More deaths occurred on 8 April, when Herero-speaking members of Chief Kapuuo's funeral cortege, armed with machine guns, opened fire on crowds in the vicinity of the Ovambo migrant workers hostel in Windhoek. According to the Windhoek Advertiser, the funeral procession was on its way to join the main road to Okahandja, where the burial service was to be held, when it was "attacked by stone-throwing Ovambo-speaking citizens" near the precincts of the hostel. The mourners retaliated with gunfire, killing four people and wounding 12. Police units were then called in with teargas canisters. Closearm fighting between Hereros and Ovambos was also reported. According to SWAPO, six SWAPO members in all were killed – Nikodemus Shatimwene, Mateus Nangolo, Isaac Iitembu, Phillemon Aamalia and two others.
Asked to comment on the fact that Chief Kapuuo's followers were in possession of guns – including R-3 automatic assault rifles – Brigadier Verster said "he was aware that Bantu Affairs, now the Department of Plural Relations, did hand firearms to a number of Hereros". The Criminal Investigation Department in Windhoek have since denied that the guns involved were automatic.

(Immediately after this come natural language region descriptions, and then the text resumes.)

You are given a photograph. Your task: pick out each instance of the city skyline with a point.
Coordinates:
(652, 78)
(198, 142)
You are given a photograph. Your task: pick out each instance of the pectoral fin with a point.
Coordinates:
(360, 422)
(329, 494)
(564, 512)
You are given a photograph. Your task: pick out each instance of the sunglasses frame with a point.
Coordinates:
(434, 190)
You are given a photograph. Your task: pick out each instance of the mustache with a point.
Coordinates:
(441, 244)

The Herero-speaking mourners concerned had, the CID stated, used ordinary .303 rifles, issued "a long time ago" by the Department of Plural Relations. As far as the CID knew, the R-3 automatic assault rifle was only in the possession of Home Guards or black members of the Defence force units.
STOP PRESS On 18 April, sweeping emergency powers of detention were introduced in Namibia by the SWA Administrator General. The legislation provides Justice Steyn with "dictatorial" powers of arrest and indefinite detention of persons whose "actions promote violence or intimidation".

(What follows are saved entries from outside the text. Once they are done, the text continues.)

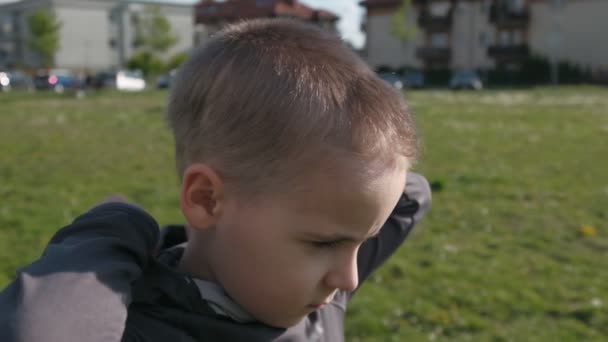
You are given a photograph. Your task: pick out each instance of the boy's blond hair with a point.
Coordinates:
(264, 100)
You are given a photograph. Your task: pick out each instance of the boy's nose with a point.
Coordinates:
(345, 275)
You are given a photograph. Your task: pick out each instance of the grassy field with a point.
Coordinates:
(514, 249)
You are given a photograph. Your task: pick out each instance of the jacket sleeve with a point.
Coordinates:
(79, 289)
(411, 207)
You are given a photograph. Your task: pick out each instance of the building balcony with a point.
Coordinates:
(434, 54)
(503, 17)
(432, 23)
(511, 53)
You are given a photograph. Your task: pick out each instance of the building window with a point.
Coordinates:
(439, 40)
(509, 38)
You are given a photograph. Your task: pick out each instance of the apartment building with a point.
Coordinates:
(94, 34)
(210, 16)
(487, 34)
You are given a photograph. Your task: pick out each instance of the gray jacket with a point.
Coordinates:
(99, 279)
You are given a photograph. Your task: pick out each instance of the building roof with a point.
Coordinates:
(380, 3)
(210, 11)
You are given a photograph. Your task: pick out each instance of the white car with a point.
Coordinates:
(130, 81)
(123, 80)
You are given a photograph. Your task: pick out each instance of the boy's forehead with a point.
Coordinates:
(350, 199)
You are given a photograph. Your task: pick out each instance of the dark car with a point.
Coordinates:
(13, 80)
(58, 80)
(413, 79)
(466, 80)
(392, 78)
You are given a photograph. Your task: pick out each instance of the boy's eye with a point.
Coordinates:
(326, 244)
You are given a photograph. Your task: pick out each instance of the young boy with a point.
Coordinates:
(293, 158)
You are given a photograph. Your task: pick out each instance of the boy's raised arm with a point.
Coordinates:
(412, 206)
(79, 289)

On 20 April, PETER MANNING, a SWAPO member who has been in detention since his arrest in January this year, was formally discharged in the Windhoek Supreme Court. Charges under the Official Secrets Act, and alternate charges under the Terrorism Act, were dropped. On 17 April, NICHOLAS HAYSOM, who had been subpoenaed to give evidence on his relationship with Manning, was sentenced to one year's imprisonment.